Bei der fünften Wahl innerhalb von zwei Jahren hat die GERB-SDS des früheren Ministerpräsidenten Boiko Borissow vorläufig rund 26,5 Prozent der Stimmen erhalten, wie die Zentrale Wahlkommission (ZIK) am Montag mitteilte.
Der ebenso prowestliche liberal-konservative Block PP-DB von Ex-Regierungschef Kiril Petkow landete mit einem kleinen Abstand nach vorläufigen Zahlen mit 24,9 Prozent auf dem zweiten Platz.
Beide Lager sind sich einig über die Unterstützung der Ukraine im Krieg gegen Russland. Sie befürworten auch Waffenlieferungen aus dem einstigen Ostblockland für Kiew.
Der Ukraine-Krieg, der nur wenige Hundert Kilometer von Bulgarien entfernt tobt, hat die politische Landschaft in dem südöstlichen EU-Land offensichtlich umgewälzt. Die extrem nationalistische prorussische Partei Wasraschdane (Wiedergeburt) konnte dank der historisch bedingten und in dem Balkanland weit verbreiteten russlandfreundlichen Stimmung an Wählerstimmen zulegen. Sie punktete zudem mit ihrer Rhetorik gegen die Europäische Union und die Euro-Einführung, gegen die Nato und den USA.
Mit vorläufig rund 14,4 Prozent dürfte Wasraschdane erstmals bei Wahlen in Bulgarien als drittstärkste politische Kraft abschneiden. Die russlandfreundlichen Sozialisten haben dagegen leicht an Wählerstimmen verloren. Sie dürften trotzdem wieder als fünftstärkste Partei mit 8,9 Prozent ins Parlament einziehen.
Der Wahlausgang mit unklaren Mehrheitsverhältnissen deutet erneut auf eine schwierige Regierungsbildung hin. GERB-Chef Borissow und auch der PP-Co-Vorsitzende Petkow wollten offensichtlich die vorläufigen Endergebnisse abwarten, um sich zu ihren Plänen im neu gewählten Parlament zu äussern.
Vor dem Hintergrund der gegenseitigen Beleidigungen und Korruptionsvorwürfe zwischen beiden Lagern hatte Borissow zum Abschluss des Wahlkampfs darauf bestanden, dass angesichts des Ukraine-Kriegs eine Regierung aus den beiden stärksten politischen Kräften am besten für Bulgarien wäre.
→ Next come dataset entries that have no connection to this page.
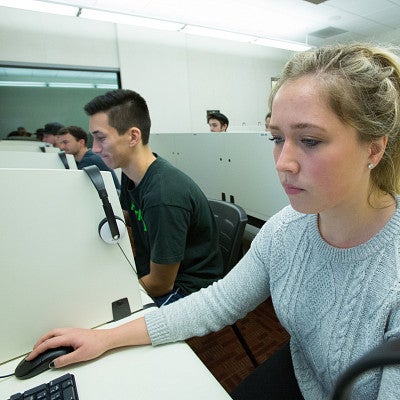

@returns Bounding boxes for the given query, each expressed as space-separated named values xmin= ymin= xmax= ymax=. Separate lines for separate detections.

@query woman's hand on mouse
xmin=26 ymin=328 xmax=112 ymax=368
xmin=26 ymin=317 xmax=151 ymax=368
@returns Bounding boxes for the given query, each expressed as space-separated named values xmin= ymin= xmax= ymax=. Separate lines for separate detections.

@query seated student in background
xmin=85 ymin=90 xmax=223 ymax=306
xmin=207 ymin=113 xmax=229 ymax=132
xmin=57 ymin=126 xmax=121 ymax=190
xmin=28 ymin=44 xmax=400 ymax=400
xmin=42 ymin=122 xmax=64 ymax=147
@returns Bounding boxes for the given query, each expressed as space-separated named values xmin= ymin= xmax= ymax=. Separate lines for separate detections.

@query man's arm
xmin=139 ymin=261 xmax=180 ymax=297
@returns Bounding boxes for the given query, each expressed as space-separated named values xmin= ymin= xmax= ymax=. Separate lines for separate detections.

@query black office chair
xmin=332 ymin=339 xmax=400 ymax=400
xmin=208 ymin=199 xmax=258 ymax=367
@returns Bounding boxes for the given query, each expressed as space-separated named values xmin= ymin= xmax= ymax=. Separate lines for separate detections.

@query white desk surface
xmin=0 ymin=298 xmax=231 ymax=400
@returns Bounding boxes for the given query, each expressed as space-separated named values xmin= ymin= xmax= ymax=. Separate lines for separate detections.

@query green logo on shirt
xmin=131 ymin=202 xmax=147 ymax=232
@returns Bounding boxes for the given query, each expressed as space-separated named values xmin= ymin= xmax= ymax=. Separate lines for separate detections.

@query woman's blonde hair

Doch der als Reformblock auftretende PP-DB hatte bislang jegliche Koalition mit GERB-SDS abgelehnt, solange Borissow Parteichef bleibe. Borissow und seiner Partei wurde bis zur Abwahl 2021 immer wieder «korrupte Amtsführung» vorgeworfen. Es war vorerst noch offen, ob die Bedrohung durch Russland im Ukraine-Krieg beide prowestliche Lager doch zu einer Form der Zusammenarbeit bringen könnte, um Instabilität zu vermeiden.
Der Aufschwung der prorussischen Wasraschdane dürfte wieder einmal die Frage über Bulgariens aussenpolitische Orientierung aufwerfen. «Bulgarien droht eine Rückkehr in die russische Einflusssphäre», warnte der Politologe Dejan Kjuranow am Montag in einem Interview des Staatsradios in Sofia. Er rief beide prowestliche Lager zum «staatsmännischen Denken» und «einem guten Kompromiss» auf. Soziologen schlossen allerdings ein pessimistisches Szenario einer weiteren Neuwahl nicht aus.